Observers found the medical staffers to have high motivation and a
sense of mission, despite the heavy burdens in their job. But much can be done
with better ergonomics, improved communication and – of course – more manpower.
The State Comptroller has warned of this several times, but numerous hospitals
have been unable to improve the situation.

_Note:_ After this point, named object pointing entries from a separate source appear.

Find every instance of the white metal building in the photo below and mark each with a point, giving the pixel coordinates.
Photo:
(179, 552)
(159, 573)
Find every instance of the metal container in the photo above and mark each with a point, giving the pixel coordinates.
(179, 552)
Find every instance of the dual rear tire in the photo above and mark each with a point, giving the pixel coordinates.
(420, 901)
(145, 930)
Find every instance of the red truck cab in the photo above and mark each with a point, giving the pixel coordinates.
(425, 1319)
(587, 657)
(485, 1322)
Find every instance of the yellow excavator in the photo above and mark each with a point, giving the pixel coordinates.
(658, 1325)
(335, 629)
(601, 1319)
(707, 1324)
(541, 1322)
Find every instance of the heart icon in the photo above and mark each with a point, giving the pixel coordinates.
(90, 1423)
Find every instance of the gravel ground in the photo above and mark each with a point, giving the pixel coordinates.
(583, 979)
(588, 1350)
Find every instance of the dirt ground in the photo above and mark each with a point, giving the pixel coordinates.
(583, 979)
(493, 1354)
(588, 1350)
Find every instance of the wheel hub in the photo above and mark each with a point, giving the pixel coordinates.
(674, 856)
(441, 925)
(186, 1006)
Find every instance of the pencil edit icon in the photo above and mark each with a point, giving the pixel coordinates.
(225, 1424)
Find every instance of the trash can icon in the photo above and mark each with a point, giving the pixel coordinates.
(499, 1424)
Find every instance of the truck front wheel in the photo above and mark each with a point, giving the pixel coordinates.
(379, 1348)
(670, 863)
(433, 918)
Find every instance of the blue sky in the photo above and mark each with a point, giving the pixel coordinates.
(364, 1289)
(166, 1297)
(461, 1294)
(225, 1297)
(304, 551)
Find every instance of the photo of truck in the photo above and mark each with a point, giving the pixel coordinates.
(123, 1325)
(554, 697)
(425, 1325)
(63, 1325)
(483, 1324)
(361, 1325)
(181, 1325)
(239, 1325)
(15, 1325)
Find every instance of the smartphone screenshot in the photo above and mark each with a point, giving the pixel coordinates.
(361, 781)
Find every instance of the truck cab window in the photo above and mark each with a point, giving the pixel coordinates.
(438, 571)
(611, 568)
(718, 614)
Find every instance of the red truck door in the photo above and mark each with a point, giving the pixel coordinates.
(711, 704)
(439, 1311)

Emergency rooms, which are
also highly pressured, can gain much from a better human/computer interface,
they write. In addition, changing nurses’ shifts can help. The head of one
emergency department in the center of the country noticed that the number of
patients was heaviest between 10 a.m.
and 2 p.m. Instead of dividing
nursing shifts into three simultaneous ones a day, she decided that one nurse
start her morning shift two hours late and end it two hours late, while a second
nurse begin her shift an hour later and end her work three hours after the end
of the regular shift. Breaking the uniformity allowed the nurse in charge to
make better use of staffers at the most stressful time.
ENFORCING RULES,
such as taking blood safely and preparing infusions safely, in a “friendly” way
rather than making accusations and assigning blame, was found to be much more
effective in encouraging proper behavior. This policy reduced errors and
improved safety by 30% to 40% while helping reduce hospital infections. Paper
forms are still needed in this computer age, and must allow the collection of
clear and selective information, create mutual understanding among medical
teams, and use mental aids to boost recall. Medical staffers will never be
perfect, the authors write, but they can definitely improve hospital
care.
Each department’s “climate of safety” must be examined with
questionnaires, measured, assessed and compared. These data can predict the
nurses’ and doctors’ behavior in promoting safety in both routine matters and
emergencies, they write. This can lead to prevention of errors instead of just
dealing with them.
Carrying out simulations with computerized equipment
is always preferable in training before trying things out on patients, Gopher
advises.
Modern medical treatment is compared to a relay race, in which
each runner passes the stick to the runner after him. But medical “runners” tend
to drop the “stick” frequently, thus there is a gap – a lack of continuity – in
treatment that results from changes in shifts, treatment by members of more than
one team, they write.
“A new and unique field of knowledge – medical
ergonomics – is developing today,” concludes Donchin.
“It is a vital
field, as medical systems deal with the organism and not the mechanism. In many
situations, medicine is unable to give an accurate and quick diagnosis. The
medical system is not a cockpit, a production line... or a weapons factory. Our
system is full of surprises and unpredictable anatomical variety.”